Side-bys with straight stocks are lethal because the design allows the shooter’s front and rear hands to work well together. Both wrists are nearly parallel and relaxed. Together they move the shotgun to the cheek in a flat, unstaggered mount. Semi-pistol grips offer some comfort but the rear hand runs at about a 45-degree angle to the front hand. Full-pistol grips run at close to a 90-degree angle. Pistol grips help with recoil reduction, which is why they are common on clays courses and when shooting heavy waterfowl or turkey loads. For a smooth instinctive mount on game, the side-by’s design makes for easier shooting.

Perhaps the biggest complaint about side-bys comes from what shooters see. Gunners used to the single rib/barrel view are thrown off by the horizontal plane. The horizontal plane can exaggerate eye dominance issues and create blurred — if not double — vision. Regular eye exams, a dab of Vaseline or a magic dot placed on the lens of a pair of shooting glasses reduce the focus of the dominant eye. A few rounds on clays course work wonders, too.
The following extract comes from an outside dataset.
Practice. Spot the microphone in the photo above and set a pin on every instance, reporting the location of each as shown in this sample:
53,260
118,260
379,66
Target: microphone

Older SxSs often have a shorter LOP and larger comb/heel drop than
contemporary guns, so a re-fit might be in order to maximize hit probability.

The Fit Is It

Many shooters using granddad’s side-by do, in fact, have a legitimate complaint — granddad’s shotgun doesn’t fit. Older American side-bys featured shorter lengths of pull and greater drops at both comb and heel. Properly fit stocks increase hits, so if you don’t like Granddad’s Fox or Ithaca, get a gun fitting. You might need to have the stock bent or lengthened, or you might need an altogether new stock, too.

Side-by-sides aren’t as common as they once were but it doesn’t mean they’re not effective. Their form follows function and that makes them deadly. Some shooters may need to tinker with theirs a bit but that’s where the fun lies. For many, they’re the ultimate game gun. This year, give a side-by-side a try.